The information, gathered in the government's annual 'weigh-in' of all year-six pupils, showed that the child, from Hounslow, west London, was 1m 45cm (4 feet 9 inches) tall and had a body mass index (BMI) of 71.
BMI is a measure of an individual's body fat based on height and weight, and a mass of 18.5 to 25 is considered healthy.
The girl had the highest recorded BMI for a child in 2006-7, although in 2011-12 that was surpassed by a 10-year-old boy who weighed 146kg (23 stone), was 1m 32cm (4ft 4in) tall and had a BMI of 84, the highest yet recorded for a child in the UK.
Also in 2011-12, an 11-year-old girl from Bolton, Greater Manchester, was recorded as weighing 144kg (22 stone 11 pounds) and had a BMI of 69, while in 2007-8 a 10-year-old boy from Wandsworth, south-west London, weighed 138kg (21 stone 10 pounds) and had a BMI of 79.
Between 2006 and 2012, a total of seven children were found to weigh more than 127kg (20 stone).
The annual child measurement programme uses the information to tackle Britain's growing child obesity problem, with rates in the UK the highest in Western Europe.
The figures revealed that one in ten children are obese when they begin primary school, but one in three are obese when they leave, with a BMI between 30 and 40 being classified as obese, and a BMI over 40 as morbidly obese.
In all areas of the country, child obesity levels were higher in deprived communities than in more affluent ones.
Recent research from Imperial College London showed a fourfold rise in the number of children admitted to hospital suffering from obesity-related illnesses.

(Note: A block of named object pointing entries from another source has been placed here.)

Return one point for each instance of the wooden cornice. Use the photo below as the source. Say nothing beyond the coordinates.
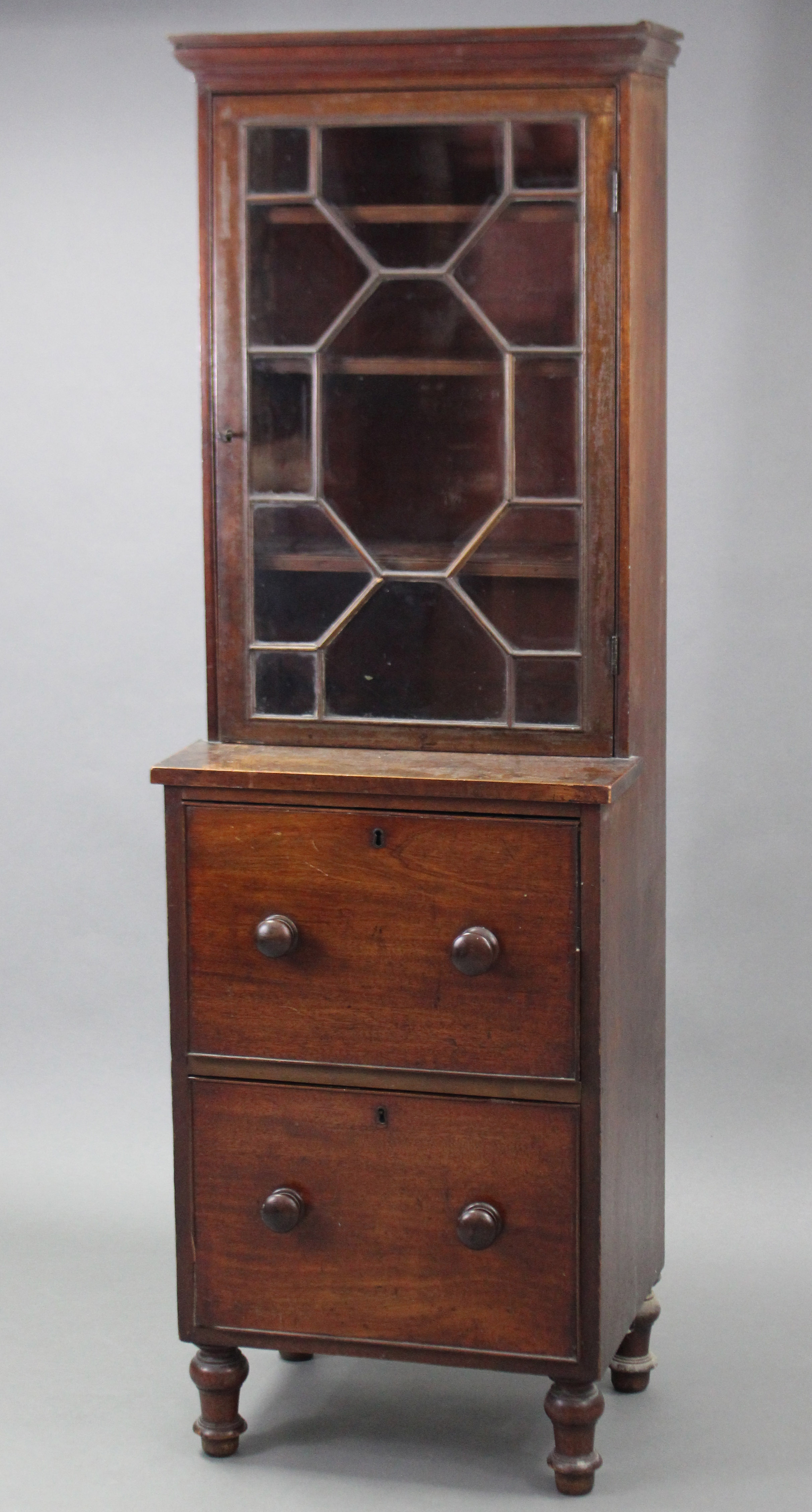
(466, 58)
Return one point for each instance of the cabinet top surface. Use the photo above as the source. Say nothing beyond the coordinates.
(534, 779)
(236, 61)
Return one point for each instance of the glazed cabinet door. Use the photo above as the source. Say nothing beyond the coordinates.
(413, 420)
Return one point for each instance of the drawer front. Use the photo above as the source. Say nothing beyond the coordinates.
(373, 981)
(377, 1256)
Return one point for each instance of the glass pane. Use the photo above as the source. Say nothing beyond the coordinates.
(545, 155)
(524, 274)
(546, 692)
(301, 274)
(413, 318)
(285, 683)
(277, 160)
(413, 652)
(412, 193)
(546, 429)
(524, 578)
(280, 427)
(304, 572)
(413, 463)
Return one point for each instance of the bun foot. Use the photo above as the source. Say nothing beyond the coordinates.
(574, 1411)
(218, 1375)
(634, 1362)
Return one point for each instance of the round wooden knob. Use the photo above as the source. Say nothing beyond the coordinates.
(475, 950)
(277, 935)
(478, 1225)
(282, 1210)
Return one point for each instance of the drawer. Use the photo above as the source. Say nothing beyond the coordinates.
(377, 1256)
(373, 981)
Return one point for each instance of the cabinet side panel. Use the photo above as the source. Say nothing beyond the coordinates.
(182, 1112)
(206, 385)
(633, 854)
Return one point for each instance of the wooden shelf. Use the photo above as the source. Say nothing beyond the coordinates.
(421, 559)
(410, 214)
(413, 367)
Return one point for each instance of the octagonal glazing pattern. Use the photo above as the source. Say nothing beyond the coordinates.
(524, 273)
(525, 577)
(306, 574)
(413, 329)
(301, 274)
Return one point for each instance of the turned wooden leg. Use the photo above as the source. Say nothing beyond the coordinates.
(574, 1411)
(218, 1375)
(634, 1362)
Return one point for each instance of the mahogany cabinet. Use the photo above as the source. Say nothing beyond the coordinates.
(416, 873)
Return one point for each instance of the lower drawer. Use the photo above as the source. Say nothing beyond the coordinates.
(383, 1180)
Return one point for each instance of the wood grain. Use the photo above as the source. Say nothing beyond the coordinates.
(379, 1257)
(395, 775)
(373, 981)
(633, 843)
(398, 60)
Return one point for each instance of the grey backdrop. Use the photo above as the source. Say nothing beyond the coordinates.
(104, 674)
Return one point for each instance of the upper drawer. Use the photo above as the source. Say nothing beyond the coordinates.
(373, 979)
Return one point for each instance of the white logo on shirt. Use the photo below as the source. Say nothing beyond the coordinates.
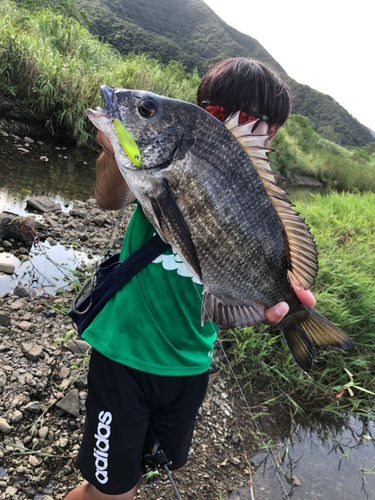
(174, 263)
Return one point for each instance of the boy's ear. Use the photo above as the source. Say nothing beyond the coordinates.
(272, 132)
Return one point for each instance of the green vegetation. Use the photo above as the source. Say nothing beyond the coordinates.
(56, 67)
(199, 38)
(301, 151)
(344, 229)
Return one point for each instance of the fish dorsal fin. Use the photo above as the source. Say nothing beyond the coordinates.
(301, 246)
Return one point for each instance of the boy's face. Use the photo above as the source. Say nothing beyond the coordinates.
(264, 129)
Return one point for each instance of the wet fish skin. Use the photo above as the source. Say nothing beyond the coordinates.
(200, 190)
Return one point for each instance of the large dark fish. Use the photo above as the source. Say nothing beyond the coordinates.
(208, 190)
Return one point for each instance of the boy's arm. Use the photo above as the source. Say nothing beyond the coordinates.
(110, 192)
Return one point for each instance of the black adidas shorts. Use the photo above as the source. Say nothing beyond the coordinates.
(121, 404)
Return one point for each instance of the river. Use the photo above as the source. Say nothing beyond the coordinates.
(328, 458)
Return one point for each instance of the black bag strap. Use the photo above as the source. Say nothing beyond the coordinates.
(113, 275)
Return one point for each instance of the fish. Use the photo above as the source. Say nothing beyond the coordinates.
(209, 191)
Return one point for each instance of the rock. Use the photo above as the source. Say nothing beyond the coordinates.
(296, 481)
(25, 326)
(63, 442)
(78, 346)
(11, 491)
(99, 221)
(43, 432)
(81, 381)
(21, 291)
(64, 372)
(4, 319)
(5, 428)
(32, 351)
(43, 204)
(33, 407)
(17, 229)
(70, 404)
(18, 304)
(34, 461)
(234, 461)
(16, 417)
(3, 379)
(7, 268)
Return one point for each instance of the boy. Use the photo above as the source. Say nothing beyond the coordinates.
(150, 359)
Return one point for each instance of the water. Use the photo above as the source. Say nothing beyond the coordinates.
(327, 458)
(68, 175)
(331, 458)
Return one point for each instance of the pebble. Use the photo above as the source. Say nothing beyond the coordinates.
(5, 428)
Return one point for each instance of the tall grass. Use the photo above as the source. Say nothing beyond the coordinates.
(343, 226)
(55, 64)
(301, 151)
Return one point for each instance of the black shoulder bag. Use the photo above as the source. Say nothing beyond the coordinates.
(109, 277)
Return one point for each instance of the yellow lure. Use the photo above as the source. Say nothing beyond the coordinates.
(128, 143)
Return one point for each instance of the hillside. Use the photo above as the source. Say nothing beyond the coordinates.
(190, 32)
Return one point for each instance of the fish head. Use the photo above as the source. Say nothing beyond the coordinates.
(155, 124)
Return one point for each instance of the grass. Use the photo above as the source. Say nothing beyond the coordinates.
(301, 151)
(343, 225)
(56, 66)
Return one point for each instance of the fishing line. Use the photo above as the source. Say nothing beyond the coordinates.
(267, 448)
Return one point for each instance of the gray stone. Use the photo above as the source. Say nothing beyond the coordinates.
(5, 428)
(19, 228)
(32, 351)
(3, 379)
(34, 461)
(4, 319)
(43, 204)
(99, 221)
(43, 432)
(81, 381)
(21, 291)
(16, 417)
(7, 268)
(77, 346)
(11, 491)
(70, 404)
(33, 407)
(18, 304)
(25, 326)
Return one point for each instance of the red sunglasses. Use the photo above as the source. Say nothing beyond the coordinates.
(221, 113)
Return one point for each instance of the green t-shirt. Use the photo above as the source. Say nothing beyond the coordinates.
(153, 323)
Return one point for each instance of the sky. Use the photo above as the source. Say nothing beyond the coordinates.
(328, 45)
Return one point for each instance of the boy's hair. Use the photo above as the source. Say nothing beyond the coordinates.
(247, 85)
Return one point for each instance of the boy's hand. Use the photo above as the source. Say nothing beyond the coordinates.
(276, 313)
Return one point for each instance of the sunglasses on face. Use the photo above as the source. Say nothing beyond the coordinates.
(221, 113)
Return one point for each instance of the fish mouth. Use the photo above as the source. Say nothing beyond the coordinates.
(103, 116)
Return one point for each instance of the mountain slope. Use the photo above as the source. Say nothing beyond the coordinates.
(190, 32)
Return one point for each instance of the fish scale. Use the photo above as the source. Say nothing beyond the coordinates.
(209, 191)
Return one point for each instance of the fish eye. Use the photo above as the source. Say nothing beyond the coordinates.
(147, 108)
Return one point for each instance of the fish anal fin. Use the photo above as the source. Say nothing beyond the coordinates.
(229, 316)
(305, 329)
(174, 228)
(304, 263)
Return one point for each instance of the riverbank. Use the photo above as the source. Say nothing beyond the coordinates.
(43, 387)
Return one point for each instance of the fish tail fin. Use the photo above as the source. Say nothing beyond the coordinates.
(305, 329)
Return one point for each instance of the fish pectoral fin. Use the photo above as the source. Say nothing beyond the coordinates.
(173, 226)
(310, 330)
(229, 316)
(186, 143)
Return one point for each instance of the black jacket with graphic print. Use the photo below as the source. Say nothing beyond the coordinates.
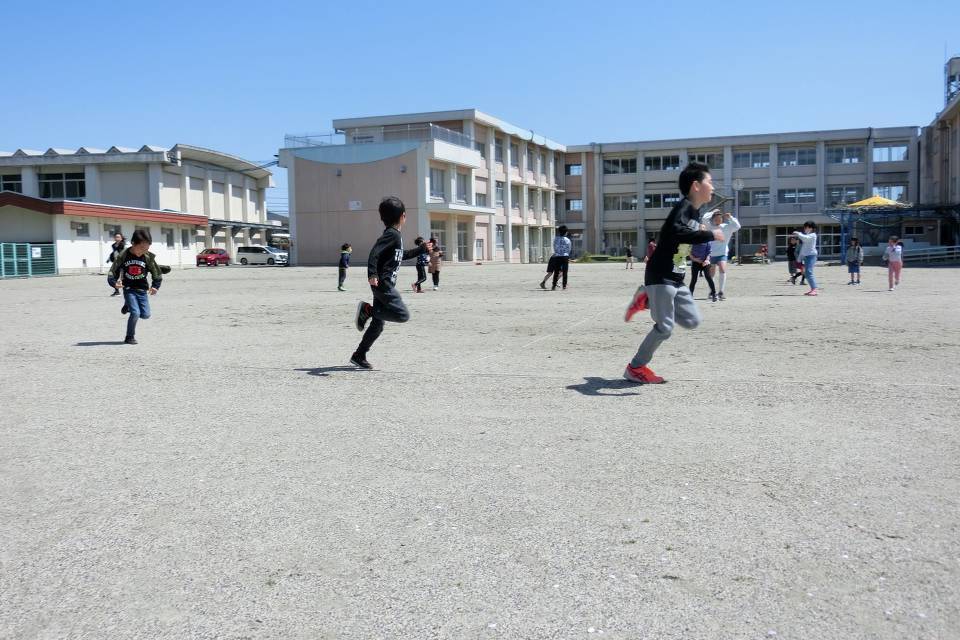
(387, 254)
(134, 270)
(681, 229)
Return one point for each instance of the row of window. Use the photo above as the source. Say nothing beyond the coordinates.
(750, 159)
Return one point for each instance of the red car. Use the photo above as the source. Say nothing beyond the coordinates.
(213, 257)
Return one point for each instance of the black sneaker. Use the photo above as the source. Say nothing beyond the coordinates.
(364, 309)
(360, 361)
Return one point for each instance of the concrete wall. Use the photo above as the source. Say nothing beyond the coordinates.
(23, 225)
(324, 218)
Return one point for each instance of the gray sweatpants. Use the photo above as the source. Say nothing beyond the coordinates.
(668, 305)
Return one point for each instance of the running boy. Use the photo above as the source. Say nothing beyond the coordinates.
(720, 248)
(129, 271)
(668, 299)
(382, 268)
(345, 251)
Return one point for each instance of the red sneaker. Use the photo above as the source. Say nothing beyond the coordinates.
(638, 304)
(642, 375)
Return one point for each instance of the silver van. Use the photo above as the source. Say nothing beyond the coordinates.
(261, 255)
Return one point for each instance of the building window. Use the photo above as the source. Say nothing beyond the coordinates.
(12, 182)
(614, 166)
(890, 153)
(624, 202)
(751, 159)
(660, 200)
(798, 157)
(803, 195)
(845, 154)
(897, 192)
(843, 194)
(436, 182)
(62, 185)
(661, 163)
(713, 160)
(755, 198)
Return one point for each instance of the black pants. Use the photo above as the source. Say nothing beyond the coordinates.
(387, 307)
(695, 270)
(562, 266)
(421, 276)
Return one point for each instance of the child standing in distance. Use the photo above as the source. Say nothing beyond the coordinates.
(727, 224)
(560, 260)
(893, 256)
(422, 260)
(700, 263)
(382, 268)
(808, 253)
(854, 260)
(345, 251)
(129, 271)
(669, 300)
(436, 260)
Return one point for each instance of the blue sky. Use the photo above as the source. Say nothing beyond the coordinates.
(236, 76)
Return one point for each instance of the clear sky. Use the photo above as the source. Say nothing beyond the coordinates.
(235, 76)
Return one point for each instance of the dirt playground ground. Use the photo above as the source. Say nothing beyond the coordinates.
(232, 476)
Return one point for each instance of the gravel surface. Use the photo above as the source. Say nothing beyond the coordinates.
(232, 476)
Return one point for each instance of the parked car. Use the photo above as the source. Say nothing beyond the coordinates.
(213, 257)
(261, 255)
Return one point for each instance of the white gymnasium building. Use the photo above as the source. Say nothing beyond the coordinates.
(66, 204)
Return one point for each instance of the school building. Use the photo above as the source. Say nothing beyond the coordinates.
(618, 194)
(60, 208)
(486, 189)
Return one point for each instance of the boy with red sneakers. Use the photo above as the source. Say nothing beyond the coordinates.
(382, 268)
(663, 291)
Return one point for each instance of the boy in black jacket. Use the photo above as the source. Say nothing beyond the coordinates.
(382, 268)
(663, 290)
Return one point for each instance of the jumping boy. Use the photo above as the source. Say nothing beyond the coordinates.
(382, 268)
(129, 271)
(663, 292)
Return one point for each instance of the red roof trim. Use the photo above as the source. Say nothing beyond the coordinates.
(96, 210)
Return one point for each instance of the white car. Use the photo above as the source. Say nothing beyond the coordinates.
(261, 255)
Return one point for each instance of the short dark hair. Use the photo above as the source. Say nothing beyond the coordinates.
(693, 172)
(391, 208)
(140, 236)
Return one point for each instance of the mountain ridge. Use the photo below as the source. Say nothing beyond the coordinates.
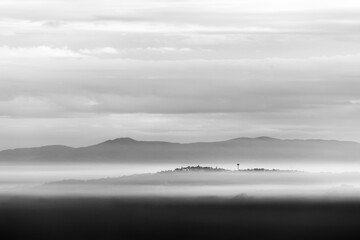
(129, 150)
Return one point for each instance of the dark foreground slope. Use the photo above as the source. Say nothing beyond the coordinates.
(114, 218)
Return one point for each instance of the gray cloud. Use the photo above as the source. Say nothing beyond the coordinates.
(178, 70)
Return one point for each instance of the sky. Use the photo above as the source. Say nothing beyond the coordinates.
(78, 72)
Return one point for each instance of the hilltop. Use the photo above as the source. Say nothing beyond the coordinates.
(243, 150)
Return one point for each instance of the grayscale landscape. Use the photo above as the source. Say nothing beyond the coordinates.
(179, 119)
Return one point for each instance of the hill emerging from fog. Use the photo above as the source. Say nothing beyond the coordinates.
(193, 175)
(244, 150)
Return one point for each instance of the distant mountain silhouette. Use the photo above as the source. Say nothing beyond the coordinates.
(245, 150)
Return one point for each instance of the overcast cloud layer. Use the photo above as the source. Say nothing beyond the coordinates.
(77, 72)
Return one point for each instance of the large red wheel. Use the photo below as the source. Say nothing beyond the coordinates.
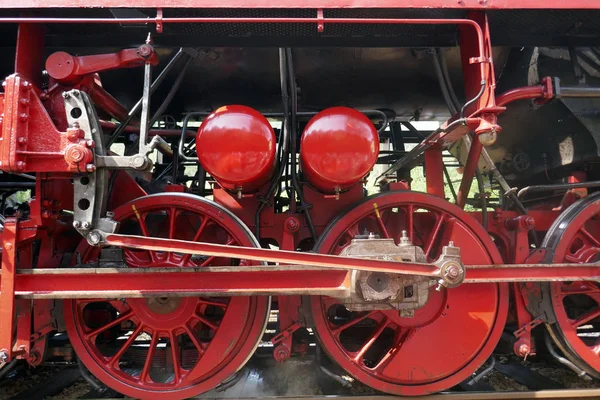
(575, 237)
(168, 347)
(450, 337)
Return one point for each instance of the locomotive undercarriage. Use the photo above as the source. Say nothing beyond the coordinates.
(164, 292)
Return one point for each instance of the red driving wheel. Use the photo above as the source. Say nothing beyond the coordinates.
(448, 338)
(575, 237)
(168, 347)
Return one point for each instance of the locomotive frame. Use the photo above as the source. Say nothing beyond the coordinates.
(72, 167)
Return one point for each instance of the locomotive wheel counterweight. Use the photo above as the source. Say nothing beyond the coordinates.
(448, 338)
(576, 304)
(172, 347)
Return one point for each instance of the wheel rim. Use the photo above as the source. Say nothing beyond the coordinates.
(174, 347)
(447, 339)
(576, 305)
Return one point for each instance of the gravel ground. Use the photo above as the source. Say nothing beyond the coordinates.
(23, 378)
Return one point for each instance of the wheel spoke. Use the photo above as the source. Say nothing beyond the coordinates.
(194, 340)
(587, 317)
(172, 220)
(380, 222)
(212, 303)
(572, 259)
(116, 321)
(370, 341)
(354, 321)
(197, 235)
(402, 336)
(144, 228)
(144, 375)
(206, 322)
(409, 222)
(434, 234)
(589, 237)
(210, 259)
(114, 361)
(582, 287)
(175, 356)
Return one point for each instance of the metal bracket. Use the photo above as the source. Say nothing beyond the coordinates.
(90, 187)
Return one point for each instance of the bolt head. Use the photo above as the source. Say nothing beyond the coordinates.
(523, 350)
(452, 272)
(94, 238)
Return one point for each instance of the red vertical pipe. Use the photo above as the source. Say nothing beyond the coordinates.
(434, 172)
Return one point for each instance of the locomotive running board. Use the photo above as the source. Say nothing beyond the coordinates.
(305, 274)
(474, 273)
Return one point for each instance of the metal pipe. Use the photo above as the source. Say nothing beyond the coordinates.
(474, 99)
(469, 172)
(171, 93)
(8, 367)
(144, 120)
(159, 20)
(111, 126)
(557, 186)
(442, 82)
(580, 373)
(134, 110)
(522, 93)
(579, 91)
(293, 136)
(285, 141)
(446, 76)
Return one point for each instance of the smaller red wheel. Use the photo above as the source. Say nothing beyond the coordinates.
(448, 338)
(575, 237)
(168, 347)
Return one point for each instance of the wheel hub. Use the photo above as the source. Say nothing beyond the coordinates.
(162, 312)
(441, 341)
(168, 347)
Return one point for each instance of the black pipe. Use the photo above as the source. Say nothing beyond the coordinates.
(285, 139)
(556, 186)
(442, 82)
(483, 200)
(293, 135)
(14, 185)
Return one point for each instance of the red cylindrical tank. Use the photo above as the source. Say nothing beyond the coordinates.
(236, 145)
(339, 147)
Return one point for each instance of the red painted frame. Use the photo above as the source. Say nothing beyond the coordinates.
(478, 68)
(448, 4)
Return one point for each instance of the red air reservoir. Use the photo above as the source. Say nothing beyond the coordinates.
(339, 147)
(236, 146)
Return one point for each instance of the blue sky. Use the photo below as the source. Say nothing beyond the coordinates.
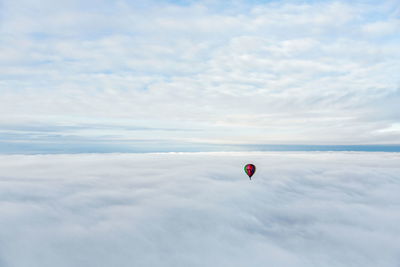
(199, 72)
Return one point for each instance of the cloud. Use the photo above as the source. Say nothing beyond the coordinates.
(199, 209)
(266, 72)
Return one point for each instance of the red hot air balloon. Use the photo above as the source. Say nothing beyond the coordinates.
(249, 169)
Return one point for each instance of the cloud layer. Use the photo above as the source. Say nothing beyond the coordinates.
(247, 72)
(199, 209)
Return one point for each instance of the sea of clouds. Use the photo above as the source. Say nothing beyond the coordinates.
(200, 209)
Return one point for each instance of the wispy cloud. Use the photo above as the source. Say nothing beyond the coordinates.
(248, 72)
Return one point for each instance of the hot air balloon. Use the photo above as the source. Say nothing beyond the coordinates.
(249, 169)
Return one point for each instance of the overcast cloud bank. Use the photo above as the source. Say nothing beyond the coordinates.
(199, 209)
(247, 72)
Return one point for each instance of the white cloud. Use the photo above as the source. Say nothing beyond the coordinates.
(297, 64)
(301, 209)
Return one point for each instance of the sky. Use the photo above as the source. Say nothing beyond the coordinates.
(92, 75)
(303, 209)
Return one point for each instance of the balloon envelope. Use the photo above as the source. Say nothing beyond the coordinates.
(249, 169)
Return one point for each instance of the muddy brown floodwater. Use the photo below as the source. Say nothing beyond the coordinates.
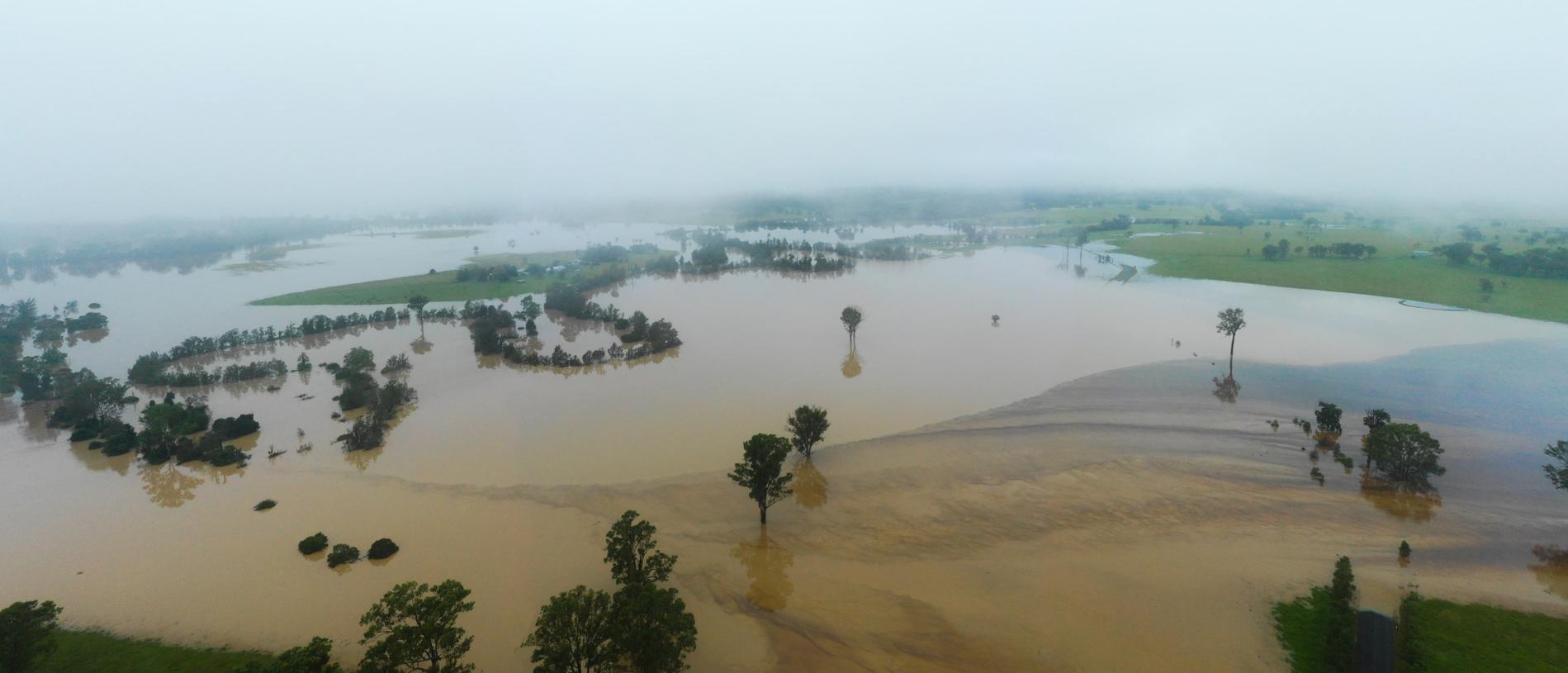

Mitch Blair of the Royal College of Paediatrics and Child Health told the Sunday Times: "Being severely overweight at such a young age has clear physical health implications including a higher risk of diabetes, heart disease and joint problems. In addition there can be serious psychological repercussions. Teenage years are tough enough without the extra burden of being obese."
Tam Fry of the National Obesity Forum said: "We have come to accept that 26% of adults in the UK are obese. But we should be outraged that 20% of children are too."